Non sono le parole, quelle di Vittoria Casa, di chi getta la spugna o di chi stanca e delusa per le sconfitte si rifugia negli accampamenti, per allontanarsi da una tenzone che avverte sempre più difficile.
Sono le parole invece di chi crede ancora in un progetto che potrà trovare nuovo vigore e slancio, e Vittoria Casa per quanto riguarda Bagheria indica due strade: la valenza “strategica” di una alleanza con il centro dei moderati, l’ U.D.C. ovviamente, e il ridisegno di alcune idee e progetti cui la sinistra dovrà porre mano per un rilancio che non può essere solo economico, ma dovrà anche essere etico, civile, di valori insomma.
Noi crediamo che ci sia, a Bagheria come altrove, oltre ai problemi dei contenuti del progetto e della ricerca delle alleanze per realizzarlo, una terza gamba che non può che riguardare i “modi” di come realizzare gli obiettivi che ci si prefiggono.
E questo attiene in poche parole ai “modi” di fare politica.
Ora non vorremmo dare l’impressione di chi si mette lì a pontificare, perché sa già tutto.

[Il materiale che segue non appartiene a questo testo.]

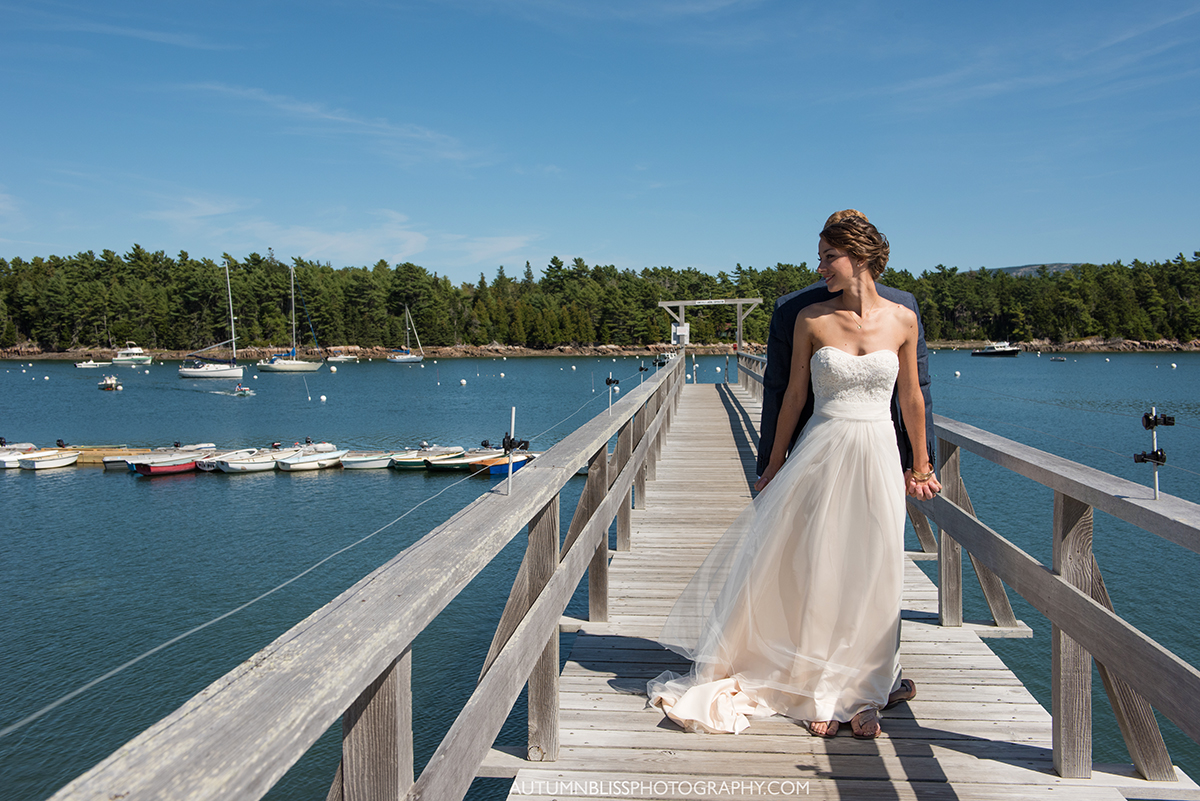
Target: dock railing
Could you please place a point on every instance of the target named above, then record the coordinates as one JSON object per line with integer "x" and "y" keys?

Ma fare politica, ci si consenta di dirlo, non è quello che negli ultimi anni hanno fatto a Bagheria (ma lo stesso discorso vale per Palermo e la Sicilia), prima i D.S. e poi il P.D, per parlare dei partiti che conosciamo meglio.
Pensare che fare politica siano i “tete à tete”, magari al bar o meglio da “Don Ciccio” o al Mata Hari, con “gli addetti ai lavori”, il conciliabolo, il comunicato o l’intervista, le riunioni di piccoli gruppi (dirigenti?), gli accordi tra pochi, il chiacchiericcio da "stratonello", o peggio le maldicenze, è la causa prima secondo noi dei guai della sinistra e del neonato Partito Democratico.
Facciamo due soli esempi per farci capire e poi la chiudiamo là. Ma è mai possibile che in una città come Bagheria che da quasi due anni vive ormai dal punto di vista dell’igiene ambientale una situazione che è un eufemismo definire “vergognosa”, nessun partito politico senta il bisogno di fare su una questione di tale portata una assemblea cittadina, un volantino, un comizio, una manifestazione di protesta, una denuncia pubblica, di parlare cioè alla città al di fuori delle formali occasioni istituzionali, e che su un problema di vivere civile così importante provi a realizzare un momento decisivo di battaglia politica, e di mobilitazione delle coscienze?
Ed ancora: da mesi il paese discute e si divide sul destino del corso Umberto: ma è mai possibile che al di la delle prese di posizioni in consiglio o in tv, nessun partito, dicasi nessuno, trova la voglia e il tempo di convocare una assemblea, un dibattito pubblico in cui parli direttamente agli abitanti e ai cittadini di questa città, senza le intermediazioni mediatiche e istituzionali?
E se non questo, cosa è allora fare politica?